ZOS poor performance on PCIE 4 NVME SSD

Hi,

this is @naturecrypto here, I changed my nickname to match the one on github :slight_smile:

I got a little bit of time right now so I am continuing my tests from the start of the year. I built a machine for Zos with 5950X 16 cores 32 threads, 128 GB RAM and 2 TB Sabrent Rocket 4+ PCIE 4 SSD

In January I made some benchmarks with FIO inside phoronics test suite container to verify the SSD performance on ZOS with 5.4 kernel and on Ubuntu 20.04 with different kernels (baremetal, installed phoronix-test-suite on it)

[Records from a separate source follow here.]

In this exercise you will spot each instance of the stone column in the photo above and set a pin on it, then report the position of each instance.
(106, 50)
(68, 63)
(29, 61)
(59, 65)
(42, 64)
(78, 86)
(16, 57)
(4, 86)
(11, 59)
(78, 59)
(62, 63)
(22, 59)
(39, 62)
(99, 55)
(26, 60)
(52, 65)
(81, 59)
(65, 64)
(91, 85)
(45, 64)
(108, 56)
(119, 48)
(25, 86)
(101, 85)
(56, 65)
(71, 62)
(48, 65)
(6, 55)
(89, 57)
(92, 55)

I’ve got poor results on ZOS and Ubuntu 5.4.10 or 5.4.108 kernels :

Random read 4k blocks : 12.4 Mb/s 4142 IOPS
Random write 4k blocks : 13.3 Mb/s 4489 IOPS
Sequential read 2MB blocks : 1316 Mb/s 864 IOPS
Sequential write 2MB blocks : 2326 Mb/s 1528 IOPS

When I switched to 5.8.0-48 (or today to 5.10.59 for current testing purpose) kernel on Ubuntu, results are much better :

Random read 4k blocks : 1855 Mb/s 488 000 IOPS
Random write 4k blocks : 563 Mb/s 144 000 IOPS
Sequential read 2MB blocks : 6728 Mb/s 3360 IOPS
Sequential write 2MB blocks : Ubuntu 6271 Mb/s 3132 IOPS

Would it be possible to test a ZOS version with more recent kernel to verify that it is the root cause of the problem ? Switching to 5.10 LTS kernel could be a good idea for better storage performance, which is critical for hosting workload.

2 Likes

I edited the previous post for better clarity on the troubleshooting process

Hi @naturecrypto, We have created a github issue with your post. We will post the updates on that issue in here as and when they happen.

There is an update on the github issue that we had created with your post:

"It’s not kernel related, if you run fio on your root filesystem of the container, you hit 0-fs , which is not made to be fast, specially for random read/write.

If you want good performance, you have to mount a volume inside your container and test against it, which won’t be on top of an flist but on direct disk access."

I deployed a new alpine container with extra storage mounted as /data.

Results are the same if the test is done on / or /data

I’d like the github issue link to follow up on this issue please

Hello @archit3kt,

Sure will have them team look into it.

Thanks you @Amanda !

If you have the github issue link please provide it :slight_smile:

I am sorry @archit3kt but we don’t share Github links.

I’m very surprised by this answer since all your development is supposed to be open source and hosted on github and the issues are clearly widely used :

Could you please elaborate on why you don’t share github links on the forum, despite TF’s wish for transparency ?

Hello @archit3kt, we don’t share links to the private support repo, but you can of course take a look at www.github.com/threefoldtech for our open code software.